As debacles go, Public
Images Los Angeles "anti-rock" debut was a wild success.
As in a pitched battle, customers
assaulted the stage and sometimes each other in this old boxing arena.
PiL counter-attacked with a wall of drums and bass mixed uninvitingly
loud and a jangly, intense guitar mixed barely below this. Live, PiL
experiments less with tone and texture than on record, sticking to mostly
bass-heavy rock. The vocal sound, as always, was alienated, hollow and
dire, the lyrics gloomy and disjointed, the melodies scant and repititious.
PiL assaults easy targets:
our complacency and the insanity of blind good manners in a dying world.
The singer gloomily mocks well-manicured lives, while the band seethes
with a manic hum. The guitar expresses the chaotic anguish hidden behind
both the singers gloom and societys polite acquiescence
to a life of "twisted amenities" in "allotted slots"
("No Birds").
Yet PiL claim that it is
not a "political" band, and that entertainment is the first
priority.

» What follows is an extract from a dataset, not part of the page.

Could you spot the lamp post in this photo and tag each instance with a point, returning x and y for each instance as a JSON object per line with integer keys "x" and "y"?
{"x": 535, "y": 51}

Paradoxically, in "Poptones" they tell of people
figuratively eating each other alive while listening to pop music; "Poptones"
initially inviting guitar line becomes drab and anti-pop in its monotonous
repetition. One is entertained by PiL only if one agrees with their
point of view. They have neither set out to spread a message, nor to
cop rocks "entertaining" brains-in-crotch attitudes.
The lyrics and the entertainment simply come from representing musically
who they are.
The high point of their May
4 show was the song "Public Image," which attacks the money
making attitudes that reduce musicians to "product" while
fostering a ludicrous star system. The tune is based on Lydons
experience as Sex Pistol Johnny Rotten, who attracted the very worshippers
he initially scorned.
Now, two years and a new
band later, all his old battles have yet to be won. The morons are still
out in force.
When Wobble and Atkins come
on alone to play five minutes of bass and drums, many in the crowd still
dont get it. Levene and Lydon join the show. As the band unleashes
"Careering" and "Annalisa" over a clear sound system,
the crowd heaves and pitches, showering PiL with punk spit. It is not
well taken.
The sneering, abusive Sex
Pistols expected to get spit on. But tonight, Lydon had seemed almost
friendly, and willing to entertain. He dances, skanking loosely in a
tight black deacons robe. He regards his raiment, now covered
with spit.
Levene looks blasé, uninvolved,
at times hurting the music with only nominal guitar playing. For all
the "anti-rock" elements, though, the sound is not unlike
good rock and roll.
The spit continues to fly,
undiminished by Lydons sarcasm. "The likes of you and me
is an embarrassment" he sings in "Chant," as he sprays
the crowd with beer, squatting to take whatever comes back. His vocal
is anguished in "Swan Lake," but Levene is playing with lessening
energy until, disheartened and mad, he stops altogether. Atkins has
long since retired to a rather small corner of his large drum kit, but
with Wobble he cranks out the song for several more minutes, while Levene
and Lydon half-heartedly wander the stage, sing, and noodle on synthesizer.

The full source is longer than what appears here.